Radiotherapy Associated With Higher Mortality in Prostate Cancer

Article

A meta-analysis found that radiotherapy for prostate cancer is associated with worse overall and prostate cancer–specific survival compared with surgery.

A meta-analysis of 19 studies and more than 100,000 patients found that radiotherapy for prostate cancer is associated with worse overall and prostate cancer–specific survival compared with surgery.

Currently there are no large randomized clinical trials comparing radical prostatectomy and radiotherapy for clinically localized disease. “For patients desiring nonconservative treatment, established clinical guidelines recommend either treatment option and patients must ultimately decide for themselves which treatment to undertake,” wrote study authors led by Robert K. Nam, MD, of Sunnybrook Health Sciences Centre in Toronto.

The authors conducted a review and meta-analysis, focusing on trials they deemed to have a low or moderate risk of bias. They included a total of 19 studies; results were published in European Urology.

Overall mortality could be assessed in 10 of the studies, including 95,791 patients. Those treated with radiotherapy had an increased risk of mortality compared with those treated with radical prostatectomy, with a hazard ratio (HR) of 1.63 (95% confidence interval [CI], 1.54–1.73; P < .00001).

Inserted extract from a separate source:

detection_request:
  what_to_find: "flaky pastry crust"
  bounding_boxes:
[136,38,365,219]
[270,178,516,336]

The same result was seen when patients were divided by initial risk. Those with low-risk cancer had an HR with radiotherapy of 1.47 (95% CI, 1.19–1.83; P = .0004), those with intermediate-risk disease had an HR of 1.50 (95% CI, 1.24–1.82; P < .0001), and those with high-risk prostate cancer had an HR of 1.88 (95% CI, 1.64–2.16; P < .00001). There was no difference in terms of when the patients were treated with radiotherapy, either in the “early” period prior to 2005 or afterward.

Fifteen trials encompassing 118,830 patients could be used to assess prostate cancer–specific survival, where a similar benefit with surgery was seen. Those treated with radiotherapy had an increased risk, with an HR of 2.08 (95% CI, 1.76–2.47; P < .00001). Once again, the low-, intermediate-, and high-risk patients all had similarly higher risk with radiotherapy.

The authors noted the possible effect of residual confounding of the analysis because it is based on observational data. “It is well established that patients treated with radiotherapy tend to be older and have a higher level of comorbidity,” they wrote, which could play a role in the increased risk compared with surgery. Still, these results could aid in clinical decision-making, at least until the long-term, 100,000-patient randomized ProtecT trial is completed.